With the poster bearing the tagline "It's a wonderful afterlife," the DreamWorks romantic comedy appears to be a supernatural love story about two people co-existing in different dimensions.

But the film crosses into less whimsical terrain in its second half when it's revealed that Witherspoon, a workaholic E.R. doctor hurt in a head-on crash, actually has been in a coma for the past three months. Meanwhile, her spunky spirit is seen and heard only by Mark Ruffalo's landscape architect, who sublets her apartment.

The movie's approach to medical issues is more storybook fanciful than textbook factual.

No coma patient after that length of time would look as Snow White-fresh as Witherspoon does, says Susan Tolle, an internist and director of the Center for Ethics in Health Care at the Oregon Health & Science University in Portland. Her muscles, including those in her face, would atrophy. Her eyes probably wouldn't be shut all the time.

While Witherspoon is connected to a breathing machine, few other details are offered about the extent of her injuries.

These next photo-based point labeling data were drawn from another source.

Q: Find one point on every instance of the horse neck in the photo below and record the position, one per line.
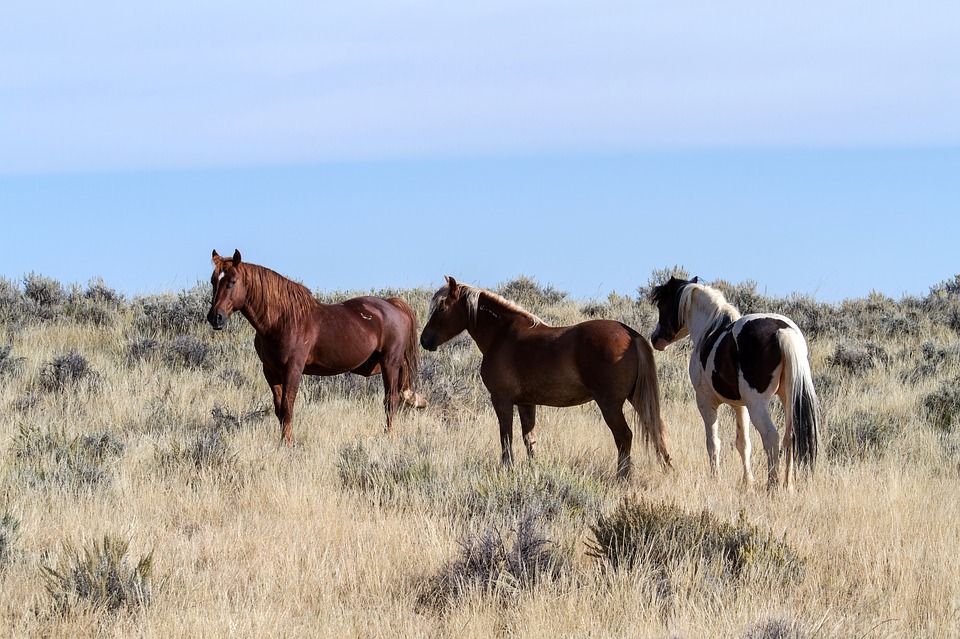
(494, 320)
(706, 314)
(261, 308)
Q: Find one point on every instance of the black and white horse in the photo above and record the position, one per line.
(743, 361)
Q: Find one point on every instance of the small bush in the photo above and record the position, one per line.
(942, 407)
(9, 536)
(529, 293)
(44, 292)
(70, 371)
(53, 461)
(856, 358)
(143, 349)
(865, 434)
(9, 366)
(389, 473)
(662, 536)
(103, 577)
(498, 563)
(230, 422)
(173, 314)
(776, 629)
(552, 491)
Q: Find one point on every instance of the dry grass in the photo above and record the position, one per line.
(347, 533)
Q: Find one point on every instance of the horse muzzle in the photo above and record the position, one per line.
(217, 319)
(428, 342)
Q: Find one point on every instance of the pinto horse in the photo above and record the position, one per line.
(527, 363)
(296, 334)
(743, 361)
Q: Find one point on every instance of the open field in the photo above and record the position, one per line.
(131, 421)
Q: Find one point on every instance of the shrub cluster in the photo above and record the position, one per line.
(500, 561)
(70, 371)
(942, 406)
(661, 536)
(51, 460)
(101, 576)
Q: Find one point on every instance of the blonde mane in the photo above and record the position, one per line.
(471, 296)
(711, 306)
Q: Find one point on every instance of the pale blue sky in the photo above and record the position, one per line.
(813, 147)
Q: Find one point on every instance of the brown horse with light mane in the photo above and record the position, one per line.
(527, 363)
(296, 334)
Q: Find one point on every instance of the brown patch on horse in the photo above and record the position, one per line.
(725, 368)
(761, 350)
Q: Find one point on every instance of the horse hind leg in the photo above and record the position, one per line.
(528, 422)
(743, 442)
(760, 416)
(708, 411)
(612, 412)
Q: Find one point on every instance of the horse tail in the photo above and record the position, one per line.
(804, 407)
(410, 370)
(646, 401)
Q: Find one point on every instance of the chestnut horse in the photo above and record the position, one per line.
(743, 361)
(527, 363)
(296, 334)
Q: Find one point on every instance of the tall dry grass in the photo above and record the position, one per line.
(128, 420)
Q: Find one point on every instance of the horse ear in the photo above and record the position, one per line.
(453, 287)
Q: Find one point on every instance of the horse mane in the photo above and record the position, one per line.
(471, 296)
(711, 303)
(281, 300)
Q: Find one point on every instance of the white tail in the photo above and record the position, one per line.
(803, 412)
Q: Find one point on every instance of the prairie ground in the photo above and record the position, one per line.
(144, 492)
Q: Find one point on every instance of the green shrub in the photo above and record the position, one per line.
(865, 434)
(661, 536)
(101, 576)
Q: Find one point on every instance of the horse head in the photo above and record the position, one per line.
(447, 316)
(229, 293)
(670, 326)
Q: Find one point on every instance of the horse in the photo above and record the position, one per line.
(743, 361)
(527, 363)
(298, 335)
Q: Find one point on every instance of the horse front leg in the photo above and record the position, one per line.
(708, 411)
(528, 422)
(504, 410)
(290, 388)
(743, 443)
(391, 391)
(760, 416)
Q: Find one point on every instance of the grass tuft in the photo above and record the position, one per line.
(101, 576)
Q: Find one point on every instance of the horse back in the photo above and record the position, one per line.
(564, 366)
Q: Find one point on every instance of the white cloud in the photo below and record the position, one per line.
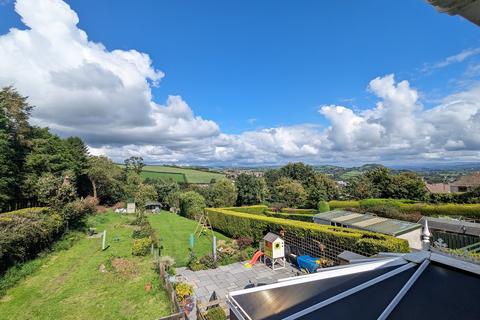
(456, 58)
(81, 88)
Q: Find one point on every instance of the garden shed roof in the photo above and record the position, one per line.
(471, 180)
(271, 237)
(410, 286)
(367, 222)
(451, 225)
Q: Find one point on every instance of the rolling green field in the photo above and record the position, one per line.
(175, 233)
(180, 175)
(191, 175)
(69, 284)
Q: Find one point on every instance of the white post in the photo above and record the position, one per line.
(214, 248)
(104, 240)
(426, 237)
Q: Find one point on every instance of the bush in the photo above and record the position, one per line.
(24, 234)
(183, 290)
(191, 204)
(208, 261)
(236, 224)
(258, 209)
(296, 216)
(244, 242)
(323, 206)
(343, 204)
(141, 247)
(298, 211)
(215, 313)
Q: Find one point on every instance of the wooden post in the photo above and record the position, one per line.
(214, 248)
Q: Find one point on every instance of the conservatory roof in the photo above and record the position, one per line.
(368, 222)
(417, 285)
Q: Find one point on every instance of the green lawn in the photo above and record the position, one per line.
(177, 177)
(193, 176)
(70, 286)
(175, 232)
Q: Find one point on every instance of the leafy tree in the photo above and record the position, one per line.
(163, 188)
(320, 187)
(134, 163)
(173, 199)
(191, 204)
(361, 187)
(105, 178)
(132, 184)
(142, 195)
(46, 188)
(290, 192)
(15, 134)
(379, 178)
(250, 189)
(222, 194)
(406, 185)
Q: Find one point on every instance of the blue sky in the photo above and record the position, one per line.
(250, 65)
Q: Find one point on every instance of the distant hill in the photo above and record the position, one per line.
(181, 174)
(344, 173)
(191, 175)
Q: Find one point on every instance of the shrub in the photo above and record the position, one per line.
(343, 204)
(24, 234)
(145, 231)
(215, 313)
(236, 224)
(183, 290)
(208, 261)
(244, 242)
(323, 206)
(191, 204)
(141, 247)
(258, 209)
(298, 211)
(296, 216)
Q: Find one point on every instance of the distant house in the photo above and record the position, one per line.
(438, 187)
(466, 183)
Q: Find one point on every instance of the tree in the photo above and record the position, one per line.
(15, 134)
(142, 195)
(134, 163)
(361, 187)
(46, 188)
(250, 189)
(105, 178)
(380, 178)
(320, 187)
(406, 185)
(191, 204)
(222, 194)
(163, 188)
(290, 192)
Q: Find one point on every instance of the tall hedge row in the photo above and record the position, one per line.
(24, 233)
(257, 209)
(410, 207)
(238, 224)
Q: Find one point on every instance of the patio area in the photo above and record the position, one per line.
(232, 277)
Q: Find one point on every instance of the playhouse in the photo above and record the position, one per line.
(273, 248)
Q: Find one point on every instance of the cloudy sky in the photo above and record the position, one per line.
(211, 82)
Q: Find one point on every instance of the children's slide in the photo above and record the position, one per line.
(254, 260)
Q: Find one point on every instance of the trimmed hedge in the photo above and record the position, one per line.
(296, 216)
(412, 207)
(25, 233)
(258, 209)
(237, 224)
(298, 211)
(343, 204)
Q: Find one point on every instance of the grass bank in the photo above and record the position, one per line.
(70, 285)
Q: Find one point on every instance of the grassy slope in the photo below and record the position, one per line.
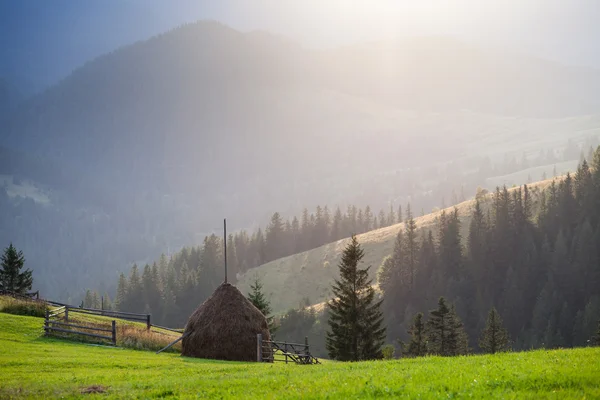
(37, 367)
(309, 274)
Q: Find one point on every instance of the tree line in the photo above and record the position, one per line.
(541, 273)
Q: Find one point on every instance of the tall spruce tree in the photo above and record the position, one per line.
(445, 332)
(494, 337)
(260, 301)
(357, 330)
(411, 247)
(11, 277)
(417, 347)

And that's exactly as co-writer Leslie Dixon (Freaky Friday) intended.

"Whatever the medical reality is was completely ignored," she says of the screenplay based on the French novel If Only It Were True. "The film was meant to entertain. People aren't arguing the pros and cons of plug-pulling. They wipe away tears or smile as they walk out. It's pleasurable for them, not preachy at all."

Still, with its talk of living wills and final wishes, Heaven easily could summon echoes of spring's national obsession over the fate of Terri Schiavo. Ruffalo says that reporters at a press junket brought up the question.

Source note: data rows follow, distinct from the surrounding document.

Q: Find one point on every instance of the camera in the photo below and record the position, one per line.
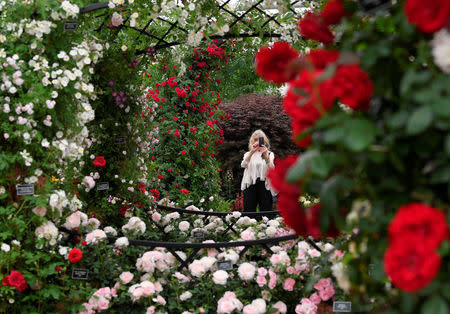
(261, 141)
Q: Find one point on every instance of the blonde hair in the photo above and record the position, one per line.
(258, 134)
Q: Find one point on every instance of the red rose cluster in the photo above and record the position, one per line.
(311, 91)
(428, 16)
(15, 279)
(310, 96)
(411, 260)
(75, 255)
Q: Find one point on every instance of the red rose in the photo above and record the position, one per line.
(411, 265)
(321, 58)
(429, 16)
(311, 27)
(272, 62)
(287, 202)
(416, 219)
(353, 87)
(305, 103)
(16, 279)
(75, 255)
(99, 161)
(333, 12)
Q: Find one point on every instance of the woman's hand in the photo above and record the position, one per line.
(255, 147)
(264, 152)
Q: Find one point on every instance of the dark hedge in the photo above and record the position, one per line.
(249, 113)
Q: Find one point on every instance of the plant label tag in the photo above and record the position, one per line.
(370, 6)
(120, 140)
(224, 265)
(101, 186)
(80, 273)
(94, 7)
(25, 189)
(199, 234)
(341, 306)
(70, 25)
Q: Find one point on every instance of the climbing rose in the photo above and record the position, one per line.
(321, 58)
(353, 87)
(411, 265)
(15, 279)
(99, 161)
(272, 62)
(75, 255)
(311, 27)
(421, 220)
(429, 16)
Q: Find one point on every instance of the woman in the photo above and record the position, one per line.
(255, 185)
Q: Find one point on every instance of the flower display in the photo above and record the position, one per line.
(99, 161)
(272, 62)
(75, 255)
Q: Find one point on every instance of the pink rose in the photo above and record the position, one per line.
(137, 293)
(40, 211)
(323, 283)
(250, 309)
(116, 19)
(225, 306)
(288, 284)
(88, 182)
(315, 298)
(102, 304)
(281, 307)
(272, 284)
(262, 271)
(158, 287)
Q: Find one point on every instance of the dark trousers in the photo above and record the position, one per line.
(257, 194)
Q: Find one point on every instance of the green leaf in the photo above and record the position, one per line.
(435, 305)
(441, 107)
(419, 120)
(412, 77)
(447, 144)
(360, 134)
(297, 171)
(441, 175)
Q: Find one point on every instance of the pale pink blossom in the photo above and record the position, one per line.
(327, 293)
(95, 236)
(116, 19)
(246, 271)
(250, 309)
(306, 307)
(315, 298)
(281, 307)
(126, 277)
(262, 271)
(288, 284)
(261, 281)
(220, 277)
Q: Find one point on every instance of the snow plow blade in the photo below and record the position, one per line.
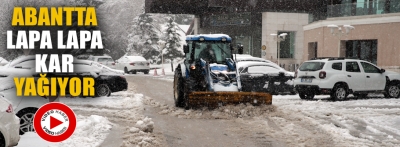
(215, 99)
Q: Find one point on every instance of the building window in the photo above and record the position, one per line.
(287, 46)
(362, 49)
(312, 50)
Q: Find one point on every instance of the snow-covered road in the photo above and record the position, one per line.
(290, 121)
(145, 116)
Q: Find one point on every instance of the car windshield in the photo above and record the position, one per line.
(213, 52)
(105, 60)
(311, 66)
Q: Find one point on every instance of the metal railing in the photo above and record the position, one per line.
(364, 8)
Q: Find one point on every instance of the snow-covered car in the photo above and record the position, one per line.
(105, 60)
(3, 61)
(133, 64)
(9, 124)
(266, 77)
(282, 79)
(24, 106)
(340, 77)
(246, 57)
(107, 80)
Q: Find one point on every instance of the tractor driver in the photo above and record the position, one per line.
(208, 54)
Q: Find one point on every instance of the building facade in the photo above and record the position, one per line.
(375, 36)
(251, 23)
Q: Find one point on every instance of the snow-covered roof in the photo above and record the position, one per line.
(135, 58)
(184, 28)
(256, 63)
(208, 37)
(2, 60)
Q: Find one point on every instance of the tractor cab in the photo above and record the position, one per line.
(209, 76)
(214, 48)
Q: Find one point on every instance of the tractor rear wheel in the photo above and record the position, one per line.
(179, 90)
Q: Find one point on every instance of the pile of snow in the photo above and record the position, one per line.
(224, 112)
(120, 100)
(90, 131)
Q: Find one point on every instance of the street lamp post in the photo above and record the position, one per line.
(278, 39)
(161, 45)
(338, 32)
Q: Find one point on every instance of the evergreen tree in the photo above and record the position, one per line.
(143, 40)
(173, 41)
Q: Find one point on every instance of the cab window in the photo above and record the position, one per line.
(369, 68)
(352, 67)
(337, 66)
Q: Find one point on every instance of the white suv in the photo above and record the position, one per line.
(339, 77)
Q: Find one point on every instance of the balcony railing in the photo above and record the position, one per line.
(364, 8)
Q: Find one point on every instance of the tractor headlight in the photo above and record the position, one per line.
(192, 67)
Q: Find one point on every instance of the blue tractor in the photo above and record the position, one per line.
(208, 76)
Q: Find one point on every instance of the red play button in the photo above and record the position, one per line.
(54, 122)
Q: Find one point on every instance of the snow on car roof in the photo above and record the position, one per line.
(255, 63)
(209, 37)
(135, 58)
(7, 75)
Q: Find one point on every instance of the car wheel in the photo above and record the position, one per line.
(2, 140)
(178, 90)
(360, 96)
(306, 96)
(26, 120)
(393, 90)
(339, 92)
(102, 90)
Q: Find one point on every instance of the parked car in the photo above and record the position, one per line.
(3, 61)
(246, 57)
(340, 77)
(107, 80)
(281, 81)
(9, 124)
(133, 64)
(24, 106)
(105, 60)
(266, 77)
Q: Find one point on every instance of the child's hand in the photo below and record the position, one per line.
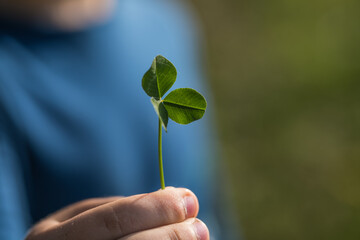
(165, 214)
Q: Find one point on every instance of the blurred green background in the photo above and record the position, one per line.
(286, 79)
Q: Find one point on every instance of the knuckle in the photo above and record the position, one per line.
(181, 232)
(174, 234)
(113, 222)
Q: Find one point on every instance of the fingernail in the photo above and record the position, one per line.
(190, 205)
(201, 230)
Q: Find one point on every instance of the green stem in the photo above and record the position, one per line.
(161, 168)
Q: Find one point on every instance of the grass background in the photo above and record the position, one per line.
(286, 79)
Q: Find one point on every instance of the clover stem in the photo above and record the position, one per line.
(161, 168)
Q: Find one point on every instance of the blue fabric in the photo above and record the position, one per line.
(75, 122)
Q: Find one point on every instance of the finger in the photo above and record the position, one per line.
(129, 215)
(191, 229)
(79, 207)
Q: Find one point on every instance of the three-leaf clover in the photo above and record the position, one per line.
(183, 105)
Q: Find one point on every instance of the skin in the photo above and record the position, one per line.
(164, 215)
(63, 15)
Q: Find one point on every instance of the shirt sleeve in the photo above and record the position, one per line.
(13, 211)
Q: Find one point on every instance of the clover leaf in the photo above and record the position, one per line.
(183, 105)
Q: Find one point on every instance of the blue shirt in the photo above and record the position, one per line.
(75, 122)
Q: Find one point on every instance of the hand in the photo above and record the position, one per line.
(164, 214)
(65, 15)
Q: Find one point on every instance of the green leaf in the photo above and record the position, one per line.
(159, 78)
(185, 105)
(161, 112)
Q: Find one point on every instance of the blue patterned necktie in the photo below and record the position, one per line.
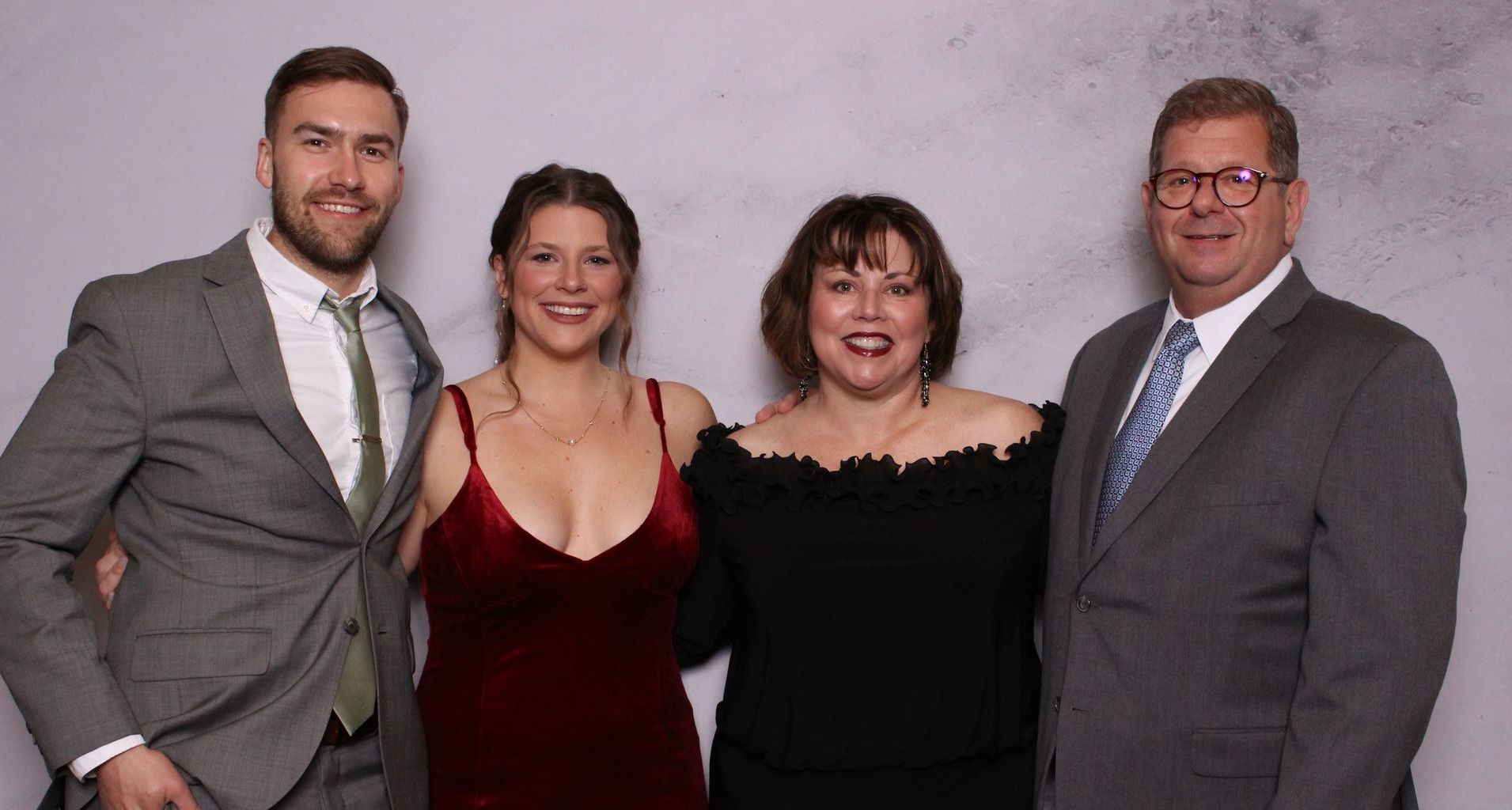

"They're like, 'Um, what do you think is this movie's position?' For anyone to politicize this movie that way would be a real stretch and sad to see." Besides, what ultimately happens "is medically impossible."

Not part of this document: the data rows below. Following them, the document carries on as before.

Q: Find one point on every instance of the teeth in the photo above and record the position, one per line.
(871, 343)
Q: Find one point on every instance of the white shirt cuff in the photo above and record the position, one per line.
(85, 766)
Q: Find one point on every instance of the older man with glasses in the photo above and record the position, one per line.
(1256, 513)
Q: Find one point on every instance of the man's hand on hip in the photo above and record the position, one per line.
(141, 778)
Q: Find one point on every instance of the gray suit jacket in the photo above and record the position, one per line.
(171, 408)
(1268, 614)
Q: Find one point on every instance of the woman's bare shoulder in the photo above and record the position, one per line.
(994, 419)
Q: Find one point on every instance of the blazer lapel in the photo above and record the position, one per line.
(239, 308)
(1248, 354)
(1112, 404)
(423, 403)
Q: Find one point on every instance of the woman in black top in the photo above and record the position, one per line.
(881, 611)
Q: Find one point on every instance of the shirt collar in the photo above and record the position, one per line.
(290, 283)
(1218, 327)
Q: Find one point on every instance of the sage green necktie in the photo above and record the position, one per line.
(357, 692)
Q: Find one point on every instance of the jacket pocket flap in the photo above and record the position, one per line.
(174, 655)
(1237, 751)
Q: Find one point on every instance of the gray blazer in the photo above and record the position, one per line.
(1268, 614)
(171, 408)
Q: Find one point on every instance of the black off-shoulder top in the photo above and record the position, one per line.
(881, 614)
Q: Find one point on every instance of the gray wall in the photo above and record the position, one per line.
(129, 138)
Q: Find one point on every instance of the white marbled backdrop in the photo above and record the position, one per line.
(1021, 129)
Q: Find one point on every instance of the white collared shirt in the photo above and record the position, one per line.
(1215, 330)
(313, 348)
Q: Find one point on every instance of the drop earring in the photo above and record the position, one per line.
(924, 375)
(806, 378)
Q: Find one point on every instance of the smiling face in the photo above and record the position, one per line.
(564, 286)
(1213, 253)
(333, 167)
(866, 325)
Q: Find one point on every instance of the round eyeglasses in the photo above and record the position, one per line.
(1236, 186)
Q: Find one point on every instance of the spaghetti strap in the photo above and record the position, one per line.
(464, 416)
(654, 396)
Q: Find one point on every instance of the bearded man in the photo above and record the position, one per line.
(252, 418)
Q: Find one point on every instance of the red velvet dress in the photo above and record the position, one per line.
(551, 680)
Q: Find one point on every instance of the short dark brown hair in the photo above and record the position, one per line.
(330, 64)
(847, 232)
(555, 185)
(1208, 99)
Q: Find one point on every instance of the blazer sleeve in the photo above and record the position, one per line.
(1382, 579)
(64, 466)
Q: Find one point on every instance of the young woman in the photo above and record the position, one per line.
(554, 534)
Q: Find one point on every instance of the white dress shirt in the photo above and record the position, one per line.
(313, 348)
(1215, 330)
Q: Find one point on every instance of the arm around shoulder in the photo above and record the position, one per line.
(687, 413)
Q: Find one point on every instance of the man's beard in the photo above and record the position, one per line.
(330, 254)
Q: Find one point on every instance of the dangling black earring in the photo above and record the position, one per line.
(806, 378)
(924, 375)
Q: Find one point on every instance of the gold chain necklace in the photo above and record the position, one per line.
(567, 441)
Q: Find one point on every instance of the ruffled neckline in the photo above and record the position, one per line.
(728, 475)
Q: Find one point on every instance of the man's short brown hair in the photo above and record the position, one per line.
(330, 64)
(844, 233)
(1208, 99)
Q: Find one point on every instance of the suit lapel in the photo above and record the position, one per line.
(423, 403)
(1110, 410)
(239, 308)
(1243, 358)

Shooting was completed long before the family battle over Schiavo's guardianship monopolized headlines. After all the media coverage, Dixon says, "I was concerned initially. But when I saw it with an audience, I relaxed. Bottom line is, out of 600 test cards, only one mentioned it."

Adds director Mark Waters (Mean Girls), "It's clearly not inspired by the Schiavo case." He doubts those on either side of the right-to-die issue could co-opt what is essentially a fantasy. "It's not like there is a political or religious agenda to the movie. Everyone wants her to wake up."

But just as Million Dollar Baby caused a ruckus over its depiction of assisted suicide, Heaven could raise concern over its Hollywood-ized picture of a young and healthy-looking coma patient. Especially since a life force in the form of Witherspoon's somewhat vaporous presence clearly hovers outside her prone body.

The danger, Tolle says, is that the film might give false hope. "It's so hard for parents of young people who are profoundly brain injured," she says. "When they are brain dead, they look like they are asleep. Their chests rise and fall. But nothing is functioning. Body functions are all artificially maintained."

Even if someone were to miraculously awaken, "no one leaps out of bed," Tolle says. "There is an extremely prolonged rehabilitation."

That Witherspoon's character is on a ventilator and in intensive care for such a long period would make any recovery highly unlikely. "That is the stuff of dreams," Tolle says.

But Heaven might encourage even the young and healthy to obtain a living will and avoid the legal mess that Schiavo's family faced.

"Advanced directives are useful for selecting the best person to decide," Tolle says. "You don't want Congress or the courts choosing for you."